A inauguração do Aeroporto Santana, em Ponta Grossa, nesta quinta-feira, é um marco histórico. Tanto pelo volume de investimentos quanto pelas perspectivas que abre. Está, desde hoje, apto a receber voos comerciais regulares, e deve ser acionado em alguns dias o sinal verde para a rota diária Ponta Grossa – Campinas. Com isso se suprime uma dificuldade ancestral: a dependência integral dos ponta-grossenses dos humores, da distância e do incômodo trajeto até o aeroporto Afonso Pena.

Mas tem outra coisa aí. Desde sempre, basicamente, governantes sucessivos tentaram transformar o aeroporto Santana (que tem até outro nome, “Comandante Hamilton Beraldo”, mas todos o conhecem assim) em algo funcional. Nunca conseguiram. A estratégia sempre foi garantir primeiro uma linha regular e só então investir na melhoria das instalações. A pista oferecia condições modestíssimas. Pelo regimento da técnica aeronáutica, o pavimento era padrão 8, em termos de resistência. Agora, subiu para 98. Ganhou iluminação eficiente, equipamentos de comunicação, um sistema de combate a incêndio (o antigo, nunca usado, deve ter sido “aposentado” há muitos anos) eficiente e moderno e até mesmo um terminal de passageiros digno desse nome. O que havia até então era um galpão, sazonalmente reformado e sistematicamente abandonado. De quando em quando, ganhava pintura, reforma no telhado, balcões, novas janelas e placas nas paredes. Circunstancialmente, era reinaugurado. Com festa e tudo, e às vezes até a perspectiva de linhas regulares.

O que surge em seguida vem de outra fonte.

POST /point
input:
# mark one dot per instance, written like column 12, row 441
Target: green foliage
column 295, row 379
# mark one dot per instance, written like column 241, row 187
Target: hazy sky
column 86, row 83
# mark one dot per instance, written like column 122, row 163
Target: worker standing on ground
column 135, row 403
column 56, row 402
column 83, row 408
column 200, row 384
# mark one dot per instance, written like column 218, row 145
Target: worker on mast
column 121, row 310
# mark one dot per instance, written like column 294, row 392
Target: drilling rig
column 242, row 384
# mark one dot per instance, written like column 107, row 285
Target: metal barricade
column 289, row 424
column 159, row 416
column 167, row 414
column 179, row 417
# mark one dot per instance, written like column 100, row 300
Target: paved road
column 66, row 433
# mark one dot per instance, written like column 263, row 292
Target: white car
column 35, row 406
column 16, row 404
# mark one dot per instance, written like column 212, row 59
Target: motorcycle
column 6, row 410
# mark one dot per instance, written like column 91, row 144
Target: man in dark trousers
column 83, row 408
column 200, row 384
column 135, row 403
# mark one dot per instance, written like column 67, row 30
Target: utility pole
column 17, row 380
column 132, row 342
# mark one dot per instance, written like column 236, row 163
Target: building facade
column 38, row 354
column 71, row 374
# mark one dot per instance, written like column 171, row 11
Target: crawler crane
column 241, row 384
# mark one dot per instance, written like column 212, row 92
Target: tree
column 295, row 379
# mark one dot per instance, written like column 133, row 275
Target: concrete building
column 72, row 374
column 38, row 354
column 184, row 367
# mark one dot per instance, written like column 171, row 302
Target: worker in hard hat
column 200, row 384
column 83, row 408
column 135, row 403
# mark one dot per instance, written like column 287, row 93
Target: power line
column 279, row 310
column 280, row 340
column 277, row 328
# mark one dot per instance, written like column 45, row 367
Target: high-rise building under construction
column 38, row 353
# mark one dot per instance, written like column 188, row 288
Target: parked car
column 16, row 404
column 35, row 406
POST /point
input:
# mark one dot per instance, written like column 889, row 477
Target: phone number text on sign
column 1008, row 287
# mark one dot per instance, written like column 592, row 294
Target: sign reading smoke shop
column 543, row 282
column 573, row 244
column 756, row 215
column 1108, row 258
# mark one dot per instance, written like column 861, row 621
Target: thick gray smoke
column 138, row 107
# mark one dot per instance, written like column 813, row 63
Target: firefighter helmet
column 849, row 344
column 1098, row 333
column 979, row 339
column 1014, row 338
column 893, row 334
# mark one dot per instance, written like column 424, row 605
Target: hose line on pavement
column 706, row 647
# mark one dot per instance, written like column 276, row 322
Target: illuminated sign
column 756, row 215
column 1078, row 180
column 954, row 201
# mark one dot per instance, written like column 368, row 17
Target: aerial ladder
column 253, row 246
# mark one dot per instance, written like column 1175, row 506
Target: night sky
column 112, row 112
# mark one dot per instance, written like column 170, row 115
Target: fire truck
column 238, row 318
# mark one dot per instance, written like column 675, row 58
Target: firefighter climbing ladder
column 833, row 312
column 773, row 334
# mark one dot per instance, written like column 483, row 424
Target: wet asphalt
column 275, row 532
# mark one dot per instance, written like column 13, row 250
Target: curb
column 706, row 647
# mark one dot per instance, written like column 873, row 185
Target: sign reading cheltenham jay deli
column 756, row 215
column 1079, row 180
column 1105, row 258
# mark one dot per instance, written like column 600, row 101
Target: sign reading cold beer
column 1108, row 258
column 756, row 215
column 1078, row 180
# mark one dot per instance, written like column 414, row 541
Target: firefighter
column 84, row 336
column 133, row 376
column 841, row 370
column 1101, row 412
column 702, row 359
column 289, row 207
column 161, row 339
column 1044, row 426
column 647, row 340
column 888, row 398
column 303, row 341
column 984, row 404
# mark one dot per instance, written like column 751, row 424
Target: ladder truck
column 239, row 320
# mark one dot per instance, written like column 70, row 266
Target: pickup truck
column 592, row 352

E aí está a diferença. Até este ano, a lógica sempre foi viabilizar primeiro a linha e só depois o aeroporto. Marcelo Rangel (PPS), o prefeito que superou a maledicência e a ironia para mostrar que isso era possível, fez o contrário. Primeiro conseguiu reformar, ampliar, modernizar e homologar o velho aeródromo. A pista ganhou outro status e há segurança permanente, gerência efetiva e funcionalidade. E, por necessário, homologação oficial. Aí era muito mais fácil tentar convencer uma linha aérea da viabilidade de operar um mercado crescente, grande e aberto. Em oportunidades anteriores, havia até uma lista de intenções de compra de passagens, item considerado insubstituível pelas aerolinhas, para operar vôos regulares em Ponta Grossa. Bem, nunca funcionou, e as intenções ficaram sendo apenas isso.

 Agora a Azul participou da festa de inauguração, obteve a garantia de querosene mais barata – com ICMS reduzido – e promete abrir a venda de passagens para sua linha fixa. Em se tratando de uma questão que se arrasta há umas quatro décadas, e que chegou a ser mote de campanha em diversos quadriênios, fica evidente de se trata de um avanço considerável. Tanto quanto a mudança do perfil econômico dos Campos Gerais, cada vez menos dependente do agronegócio. Mas essa é outra história.